In oliguric or anuric animals, therapy to promote increased urine volume is often recommended if the animal is well hydrated and urine production is <0.5 mL/kg/hr. This approach has been questioned because urine flow may increase without corresponding increases in renal blood flow and GFR. Administration of excess fluid to an animal in the maintenance phase of oliguric renal failure may result in life-threatening pulmonary and cerebral edema. Nonetheless, efforts to increase renal blood flow and GFR may enhance urine production and do have a role in the management of these animals. For this therapy, urine production must be quantitatively monitored closely via an indwelling urethral catheter. Monitoring central venous pressure is advised to prevent overhydration. A sequential approach generally includes an initial slight overhydration by administration of a test dosage of polyionic solution IV at 50 mL/kg. If this fails to yield adequate urine flow within 3 hr, further measures include osmotic diuresis (10% or 20% mannitol or dextrose, 0.5–1 g/kg, IV, as a slow bolus throughout 15– 30 min, alternated with infusion of lactated Ringer’s solution, 30 mL/kg, IV, throughout 30 min). Subsequent measures generally include furosemide (2 mg/kg, IV, which can be doubled and then tripled at 2-hr intervals if urine production does not increase above the target of 0.5 mL/kg/hr). However, furosemide may worsen the severity of AKI caused by aminoglycosides. Finally, renal vasodilators (dopamine diluted in 5% dextrose, IV, to provide 1–5 mcg/kg/min) plus furosemide (2 mg/kg, IV) may be tried for 2 hr. Dopamine may lead to ventricular arrhythmias, and high doses of dopamine may cause renal vasoconstriction. Dopamine produces minimal renal vasodilation in cats and calcium channel blockade (eg, amlodipine besylate, 0.25–0.5 mg/kg, or diltiazem, 1–3 mg/kg) may be preferred. If attempts to restore urine flow fail, aggressive measures should be discontinued to avoid overhydration. Daily fluid therapy based on maintenance and rehydration needs is continued until renal function and clinical condition improve. Feeding tube placement greatly facilitates patient management at this stage and should be implemented for any animal with marked renal azotemia (serum creatinine >10 mg/dL after rehydration).

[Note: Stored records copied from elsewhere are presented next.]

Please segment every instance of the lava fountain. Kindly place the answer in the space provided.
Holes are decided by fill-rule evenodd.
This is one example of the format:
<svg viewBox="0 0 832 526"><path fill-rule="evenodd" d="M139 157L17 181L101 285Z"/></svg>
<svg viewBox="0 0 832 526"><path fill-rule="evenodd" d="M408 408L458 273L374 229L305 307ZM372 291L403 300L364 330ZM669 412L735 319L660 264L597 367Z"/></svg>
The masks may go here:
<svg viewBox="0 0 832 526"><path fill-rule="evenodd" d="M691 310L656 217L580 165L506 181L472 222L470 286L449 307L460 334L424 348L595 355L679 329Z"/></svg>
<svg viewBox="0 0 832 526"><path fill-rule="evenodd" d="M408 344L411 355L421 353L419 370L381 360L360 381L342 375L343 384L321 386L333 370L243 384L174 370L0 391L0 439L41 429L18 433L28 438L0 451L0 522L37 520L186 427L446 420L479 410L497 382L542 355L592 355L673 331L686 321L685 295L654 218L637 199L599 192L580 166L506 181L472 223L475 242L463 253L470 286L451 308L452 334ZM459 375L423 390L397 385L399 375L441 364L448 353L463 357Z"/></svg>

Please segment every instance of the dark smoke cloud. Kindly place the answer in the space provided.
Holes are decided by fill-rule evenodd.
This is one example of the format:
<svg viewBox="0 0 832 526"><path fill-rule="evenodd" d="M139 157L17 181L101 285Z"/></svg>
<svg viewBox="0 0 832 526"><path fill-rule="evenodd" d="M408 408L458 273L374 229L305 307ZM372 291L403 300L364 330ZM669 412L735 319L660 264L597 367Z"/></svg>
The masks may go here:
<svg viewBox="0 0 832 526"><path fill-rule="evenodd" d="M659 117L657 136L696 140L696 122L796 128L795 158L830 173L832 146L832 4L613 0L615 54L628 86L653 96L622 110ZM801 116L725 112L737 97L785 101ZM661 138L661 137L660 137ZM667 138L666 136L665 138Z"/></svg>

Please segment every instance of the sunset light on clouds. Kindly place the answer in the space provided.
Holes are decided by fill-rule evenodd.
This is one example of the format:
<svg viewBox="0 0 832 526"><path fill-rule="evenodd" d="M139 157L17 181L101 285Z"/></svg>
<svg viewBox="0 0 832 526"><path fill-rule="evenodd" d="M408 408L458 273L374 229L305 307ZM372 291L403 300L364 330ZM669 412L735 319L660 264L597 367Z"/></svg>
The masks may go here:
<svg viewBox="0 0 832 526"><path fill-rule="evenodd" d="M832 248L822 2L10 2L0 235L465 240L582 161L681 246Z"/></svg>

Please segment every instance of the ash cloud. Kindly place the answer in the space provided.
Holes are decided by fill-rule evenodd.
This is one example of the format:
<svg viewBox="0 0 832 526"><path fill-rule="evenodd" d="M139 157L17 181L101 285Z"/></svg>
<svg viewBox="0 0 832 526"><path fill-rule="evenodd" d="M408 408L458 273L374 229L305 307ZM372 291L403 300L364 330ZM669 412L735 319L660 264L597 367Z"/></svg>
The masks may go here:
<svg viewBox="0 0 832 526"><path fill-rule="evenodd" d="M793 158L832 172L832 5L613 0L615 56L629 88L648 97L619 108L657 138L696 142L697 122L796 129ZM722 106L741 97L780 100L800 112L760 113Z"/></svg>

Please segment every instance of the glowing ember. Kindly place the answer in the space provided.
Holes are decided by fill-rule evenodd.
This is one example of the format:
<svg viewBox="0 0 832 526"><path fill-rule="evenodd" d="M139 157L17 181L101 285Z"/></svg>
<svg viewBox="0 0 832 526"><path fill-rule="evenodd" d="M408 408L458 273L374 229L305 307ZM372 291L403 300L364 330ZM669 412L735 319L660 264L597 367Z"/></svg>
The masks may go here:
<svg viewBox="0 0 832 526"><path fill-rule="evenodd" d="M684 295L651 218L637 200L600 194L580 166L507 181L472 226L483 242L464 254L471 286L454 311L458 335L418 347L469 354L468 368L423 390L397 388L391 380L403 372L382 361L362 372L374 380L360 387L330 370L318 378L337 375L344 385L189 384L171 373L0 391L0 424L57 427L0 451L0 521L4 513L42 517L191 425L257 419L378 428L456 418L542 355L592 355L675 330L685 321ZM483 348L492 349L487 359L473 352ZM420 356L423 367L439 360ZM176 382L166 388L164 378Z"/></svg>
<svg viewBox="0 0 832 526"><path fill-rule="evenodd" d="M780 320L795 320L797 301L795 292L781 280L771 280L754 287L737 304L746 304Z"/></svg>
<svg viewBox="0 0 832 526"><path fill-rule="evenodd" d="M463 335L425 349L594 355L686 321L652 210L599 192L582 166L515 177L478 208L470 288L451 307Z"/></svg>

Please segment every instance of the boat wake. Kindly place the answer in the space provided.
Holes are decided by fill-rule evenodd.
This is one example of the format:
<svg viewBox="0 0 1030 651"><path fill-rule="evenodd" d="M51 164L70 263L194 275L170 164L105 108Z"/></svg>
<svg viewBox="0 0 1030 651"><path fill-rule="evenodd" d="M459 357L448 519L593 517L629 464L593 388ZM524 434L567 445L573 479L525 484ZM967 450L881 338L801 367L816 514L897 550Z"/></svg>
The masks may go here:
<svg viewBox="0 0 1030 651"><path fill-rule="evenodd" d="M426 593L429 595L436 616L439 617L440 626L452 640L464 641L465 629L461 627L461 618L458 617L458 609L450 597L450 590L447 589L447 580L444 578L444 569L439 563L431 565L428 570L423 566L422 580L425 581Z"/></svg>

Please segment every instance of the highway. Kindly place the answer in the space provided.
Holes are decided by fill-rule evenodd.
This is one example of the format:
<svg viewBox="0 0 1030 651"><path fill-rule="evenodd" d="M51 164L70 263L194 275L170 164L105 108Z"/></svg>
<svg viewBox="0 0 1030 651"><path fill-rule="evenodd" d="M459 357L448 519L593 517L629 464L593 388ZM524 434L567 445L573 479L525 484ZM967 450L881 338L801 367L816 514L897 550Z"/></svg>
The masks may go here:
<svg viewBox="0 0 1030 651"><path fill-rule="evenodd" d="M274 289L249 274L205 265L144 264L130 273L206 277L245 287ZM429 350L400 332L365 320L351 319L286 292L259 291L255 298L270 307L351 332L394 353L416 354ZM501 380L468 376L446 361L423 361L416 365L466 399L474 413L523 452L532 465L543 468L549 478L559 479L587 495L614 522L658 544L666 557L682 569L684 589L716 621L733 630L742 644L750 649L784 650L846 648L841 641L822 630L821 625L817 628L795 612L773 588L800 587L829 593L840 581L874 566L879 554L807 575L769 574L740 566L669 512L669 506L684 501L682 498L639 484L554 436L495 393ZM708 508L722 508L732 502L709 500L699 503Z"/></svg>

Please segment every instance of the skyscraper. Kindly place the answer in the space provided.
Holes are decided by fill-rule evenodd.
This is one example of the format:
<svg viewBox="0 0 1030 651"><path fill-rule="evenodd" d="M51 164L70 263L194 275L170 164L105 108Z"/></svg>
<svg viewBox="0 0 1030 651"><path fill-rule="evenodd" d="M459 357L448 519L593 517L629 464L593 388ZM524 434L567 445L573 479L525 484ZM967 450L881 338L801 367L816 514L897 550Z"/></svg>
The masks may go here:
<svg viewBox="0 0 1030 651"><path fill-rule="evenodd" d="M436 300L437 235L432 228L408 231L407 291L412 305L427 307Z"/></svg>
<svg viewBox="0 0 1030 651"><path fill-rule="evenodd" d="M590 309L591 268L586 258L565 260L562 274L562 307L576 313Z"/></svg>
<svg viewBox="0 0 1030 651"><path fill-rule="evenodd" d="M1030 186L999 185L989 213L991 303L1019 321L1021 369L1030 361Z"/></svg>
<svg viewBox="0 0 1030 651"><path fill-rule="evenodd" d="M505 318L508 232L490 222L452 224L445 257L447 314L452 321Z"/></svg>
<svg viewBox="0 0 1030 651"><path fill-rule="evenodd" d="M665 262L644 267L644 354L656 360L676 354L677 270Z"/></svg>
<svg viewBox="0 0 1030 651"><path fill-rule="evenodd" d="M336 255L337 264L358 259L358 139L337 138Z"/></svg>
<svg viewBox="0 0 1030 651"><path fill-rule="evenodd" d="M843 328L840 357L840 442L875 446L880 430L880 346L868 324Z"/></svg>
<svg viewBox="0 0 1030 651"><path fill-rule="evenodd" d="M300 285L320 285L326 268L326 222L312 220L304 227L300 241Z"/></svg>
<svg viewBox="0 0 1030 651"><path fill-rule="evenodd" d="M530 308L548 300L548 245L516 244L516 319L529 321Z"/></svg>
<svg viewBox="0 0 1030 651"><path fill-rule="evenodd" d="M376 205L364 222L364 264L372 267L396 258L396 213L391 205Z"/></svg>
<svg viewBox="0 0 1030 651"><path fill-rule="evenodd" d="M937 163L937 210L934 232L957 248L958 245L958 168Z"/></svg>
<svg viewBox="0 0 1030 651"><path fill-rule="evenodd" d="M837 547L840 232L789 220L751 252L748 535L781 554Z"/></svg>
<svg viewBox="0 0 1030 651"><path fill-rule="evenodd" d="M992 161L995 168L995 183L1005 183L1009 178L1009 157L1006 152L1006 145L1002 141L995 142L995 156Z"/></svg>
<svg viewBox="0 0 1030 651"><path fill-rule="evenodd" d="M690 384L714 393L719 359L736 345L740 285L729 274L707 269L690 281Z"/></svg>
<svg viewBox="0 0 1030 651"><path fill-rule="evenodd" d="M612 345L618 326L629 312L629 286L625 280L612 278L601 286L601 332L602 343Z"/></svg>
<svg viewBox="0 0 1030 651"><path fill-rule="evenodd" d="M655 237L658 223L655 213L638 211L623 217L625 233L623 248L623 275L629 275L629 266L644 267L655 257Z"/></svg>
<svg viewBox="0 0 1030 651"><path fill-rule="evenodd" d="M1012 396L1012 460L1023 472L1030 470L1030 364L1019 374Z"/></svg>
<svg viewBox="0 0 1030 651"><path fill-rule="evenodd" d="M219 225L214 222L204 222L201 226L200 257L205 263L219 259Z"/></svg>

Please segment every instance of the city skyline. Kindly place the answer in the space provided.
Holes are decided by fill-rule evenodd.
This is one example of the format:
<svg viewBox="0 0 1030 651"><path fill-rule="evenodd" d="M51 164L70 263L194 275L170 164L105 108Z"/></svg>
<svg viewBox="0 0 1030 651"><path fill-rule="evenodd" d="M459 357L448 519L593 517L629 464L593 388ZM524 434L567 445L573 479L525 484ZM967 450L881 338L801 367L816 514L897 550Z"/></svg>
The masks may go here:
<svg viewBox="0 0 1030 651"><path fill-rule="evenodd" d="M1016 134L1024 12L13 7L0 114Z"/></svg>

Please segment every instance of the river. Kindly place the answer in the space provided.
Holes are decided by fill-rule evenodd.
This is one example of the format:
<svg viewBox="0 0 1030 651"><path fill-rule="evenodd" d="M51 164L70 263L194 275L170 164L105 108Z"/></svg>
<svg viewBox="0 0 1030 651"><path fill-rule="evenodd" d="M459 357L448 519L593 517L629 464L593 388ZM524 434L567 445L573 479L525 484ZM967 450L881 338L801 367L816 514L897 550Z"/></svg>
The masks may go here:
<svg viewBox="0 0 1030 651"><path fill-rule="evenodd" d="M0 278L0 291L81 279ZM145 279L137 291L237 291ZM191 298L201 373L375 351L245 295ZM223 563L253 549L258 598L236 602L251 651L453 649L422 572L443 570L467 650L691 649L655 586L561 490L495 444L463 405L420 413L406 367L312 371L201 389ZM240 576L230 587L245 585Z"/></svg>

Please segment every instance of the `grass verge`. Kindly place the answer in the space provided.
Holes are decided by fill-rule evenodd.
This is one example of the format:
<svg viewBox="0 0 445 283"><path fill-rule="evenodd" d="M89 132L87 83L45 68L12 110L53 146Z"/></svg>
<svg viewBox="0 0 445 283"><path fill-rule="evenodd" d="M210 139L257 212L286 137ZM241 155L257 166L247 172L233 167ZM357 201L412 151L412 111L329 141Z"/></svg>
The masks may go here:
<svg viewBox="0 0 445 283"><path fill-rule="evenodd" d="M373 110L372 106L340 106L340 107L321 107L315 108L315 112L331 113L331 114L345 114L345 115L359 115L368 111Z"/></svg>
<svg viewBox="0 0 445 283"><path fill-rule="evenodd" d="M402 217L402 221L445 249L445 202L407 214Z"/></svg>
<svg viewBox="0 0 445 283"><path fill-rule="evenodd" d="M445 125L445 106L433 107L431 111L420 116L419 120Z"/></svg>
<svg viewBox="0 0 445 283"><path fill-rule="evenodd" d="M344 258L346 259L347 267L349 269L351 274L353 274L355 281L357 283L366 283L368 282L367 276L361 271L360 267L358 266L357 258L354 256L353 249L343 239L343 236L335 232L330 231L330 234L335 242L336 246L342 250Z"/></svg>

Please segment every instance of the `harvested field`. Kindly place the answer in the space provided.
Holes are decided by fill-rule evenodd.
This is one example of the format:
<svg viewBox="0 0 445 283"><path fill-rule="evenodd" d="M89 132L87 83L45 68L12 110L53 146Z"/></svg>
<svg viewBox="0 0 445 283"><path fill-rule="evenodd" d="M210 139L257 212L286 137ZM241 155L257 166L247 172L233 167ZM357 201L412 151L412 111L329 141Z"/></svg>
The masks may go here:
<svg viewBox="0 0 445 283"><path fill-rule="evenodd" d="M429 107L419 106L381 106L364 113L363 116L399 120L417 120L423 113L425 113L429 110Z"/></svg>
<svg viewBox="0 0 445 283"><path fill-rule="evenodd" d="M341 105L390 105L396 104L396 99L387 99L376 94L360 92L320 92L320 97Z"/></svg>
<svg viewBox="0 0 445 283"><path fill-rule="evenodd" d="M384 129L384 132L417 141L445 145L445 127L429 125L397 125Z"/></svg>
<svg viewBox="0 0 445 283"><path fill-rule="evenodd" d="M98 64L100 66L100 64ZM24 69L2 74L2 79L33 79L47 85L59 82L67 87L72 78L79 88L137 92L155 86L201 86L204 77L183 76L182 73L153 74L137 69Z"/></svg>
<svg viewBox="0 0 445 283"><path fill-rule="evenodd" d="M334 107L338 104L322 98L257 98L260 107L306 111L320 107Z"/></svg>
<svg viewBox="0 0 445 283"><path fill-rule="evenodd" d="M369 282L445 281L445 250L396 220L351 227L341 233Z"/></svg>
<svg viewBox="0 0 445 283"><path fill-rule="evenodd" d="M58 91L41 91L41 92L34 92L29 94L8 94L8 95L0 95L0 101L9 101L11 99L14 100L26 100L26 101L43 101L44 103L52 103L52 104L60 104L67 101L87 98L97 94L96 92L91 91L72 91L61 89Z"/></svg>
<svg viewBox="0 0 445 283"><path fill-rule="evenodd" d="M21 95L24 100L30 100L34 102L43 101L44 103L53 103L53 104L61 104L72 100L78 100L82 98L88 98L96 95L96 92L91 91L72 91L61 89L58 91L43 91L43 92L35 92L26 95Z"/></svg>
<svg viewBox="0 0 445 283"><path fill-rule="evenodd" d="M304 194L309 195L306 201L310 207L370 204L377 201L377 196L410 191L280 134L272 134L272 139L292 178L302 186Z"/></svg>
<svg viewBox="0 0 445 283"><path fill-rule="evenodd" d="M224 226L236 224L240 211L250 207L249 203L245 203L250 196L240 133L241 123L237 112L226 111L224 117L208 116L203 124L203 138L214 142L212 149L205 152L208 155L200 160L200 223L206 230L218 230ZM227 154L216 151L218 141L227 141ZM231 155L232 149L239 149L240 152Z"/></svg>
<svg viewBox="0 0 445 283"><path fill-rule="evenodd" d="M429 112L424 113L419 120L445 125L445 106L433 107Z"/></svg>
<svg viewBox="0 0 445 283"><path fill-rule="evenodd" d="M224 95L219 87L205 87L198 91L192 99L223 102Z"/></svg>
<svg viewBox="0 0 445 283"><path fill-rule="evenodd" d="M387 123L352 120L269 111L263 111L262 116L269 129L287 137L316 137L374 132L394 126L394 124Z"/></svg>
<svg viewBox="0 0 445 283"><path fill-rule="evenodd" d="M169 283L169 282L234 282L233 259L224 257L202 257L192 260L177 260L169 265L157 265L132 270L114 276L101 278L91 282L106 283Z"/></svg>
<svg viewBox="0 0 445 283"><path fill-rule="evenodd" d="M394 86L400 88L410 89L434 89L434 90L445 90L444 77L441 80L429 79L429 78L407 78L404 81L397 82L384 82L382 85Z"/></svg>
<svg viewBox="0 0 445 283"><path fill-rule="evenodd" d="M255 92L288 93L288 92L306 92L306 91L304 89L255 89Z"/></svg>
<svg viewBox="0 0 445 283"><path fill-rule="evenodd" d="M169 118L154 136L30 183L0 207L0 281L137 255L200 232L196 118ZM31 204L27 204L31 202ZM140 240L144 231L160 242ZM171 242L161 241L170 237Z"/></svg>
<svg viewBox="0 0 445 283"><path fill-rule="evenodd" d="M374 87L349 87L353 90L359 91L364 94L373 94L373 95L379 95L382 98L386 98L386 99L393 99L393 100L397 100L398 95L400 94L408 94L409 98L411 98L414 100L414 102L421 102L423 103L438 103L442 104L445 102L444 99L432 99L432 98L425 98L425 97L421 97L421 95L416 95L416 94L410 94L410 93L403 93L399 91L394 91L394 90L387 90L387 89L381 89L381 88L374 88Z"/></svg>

A second therapeutic option, rather than the aggressive measures discussed above, is to proceed directly to fluid therapy with polyionic solutions while waiting for renal regeneration. Again, feeding tube placement for parenteral nutrition should be implemented in anorectic animals with marked azotemia. Peritoneal dialysis or hemodialysis may be necessary if none of the above measures restores urine production.